Khan explained to CNBC that the federal government was necessary for regional and municipal leaders to be able take action against climate change.
“COP26 has got to walk the walk,” Khan said, and, referring to the signing of the landmark Paris Agreement in 2015: “In Paris, the world set out what needed to be done — now we need to set out how.”
He said that he felt optimistic that Boris Johnson would become the Prime Minister of Britain and take responsibility for the topic ahead of COP26, which takes place in November.
Khan said that he was optimistic about the prime minister’s visit to the United Nations, where he will take a leading role for the next 40 days. Khan said that COP26 hosts must demonstrate moral leadership and genuine leadership. That means making sure we can together provide the $100 billion required every year [to mitigate the effects of climate change], and also showing the world how we’re going to walk the walk.”
He said, “We have a goal in this country of reducing our carbon emissions to 68% by 2030.” “Over the next few days, we have to show how we are going to do it, which will hopefully encourage other countries to take the same steps.”
Speaking at the U.N. General Assembly in New York on Wednesday, Johnson dubbed the impending COP26 summit “the turning point for humanity.”

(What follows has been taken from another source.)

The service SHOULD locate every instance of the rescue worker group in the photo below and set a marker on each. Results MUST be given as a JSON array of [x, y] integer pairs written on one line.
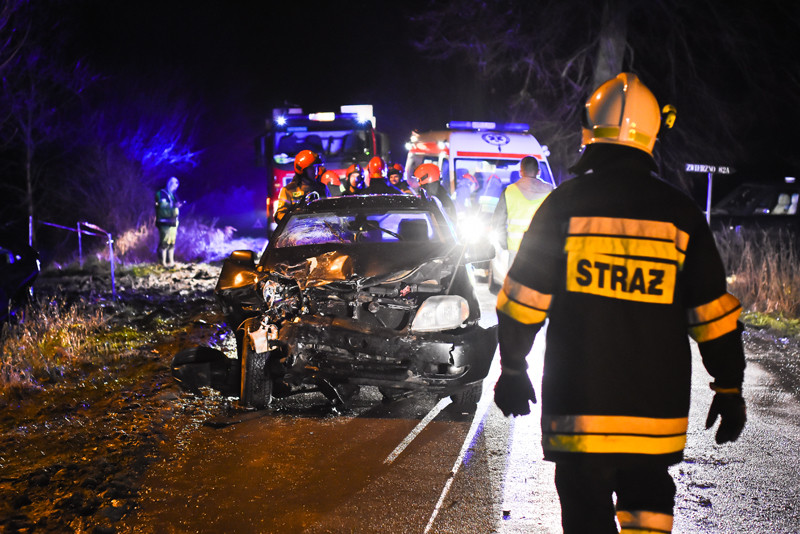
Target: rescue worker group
[[624, 269]]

He stated that the world was not an indestructible toys, but rather a room of bouncy plastic rompers against which one can have as much fun as they like. “Daily, weekly, we are doing such irreversible damage … In just 40 days’ time we need the world to come to Glasgow to make the commitments necessary.”
Johnson called on world leaders and other global leaders to make commitments to reach carbon neutrality by mid-century.
“But if we are to stave off these hikes in temperature we must go further and faster — we need all countries to step up and commit to very substantial reductions by 2030,” Johnson said. I believe that we can achieve it by making four commitments: cars, coal, cash, and trees.
After giving his speech, Greenpeace criticised the prime minister.
The Prime Minister is right to state that we are at a turning moment. Truth is, as true as these words are to world leaders, they ring hollow against Johnson’s inability to take decisive action at home to reduce carbon emissions,” Kate Blagojevic (head of climate at Greenpeace U.K.) said in a statement.
The government has a lot of actions that it can take, including ending the hunt for oil and providing financial support to the people to reduce carbon emissions. They’re failing badly right now.
According to the Climate Change Act of Britain, the country has a target to lower its carbon emissions by 100% in 2050 compared with 1990 levels.
A key part of this strategy was the introduction of carbon budgeting, which places limits on the country’s emission for five year periods. In April, the government announced that its sixth Carbon Budget — covering 2033 to 2037 — would “set the world’s most ambitious climate change target into law,” aiming to reduce emissions by 78% by 2035 compared to 1990 levels.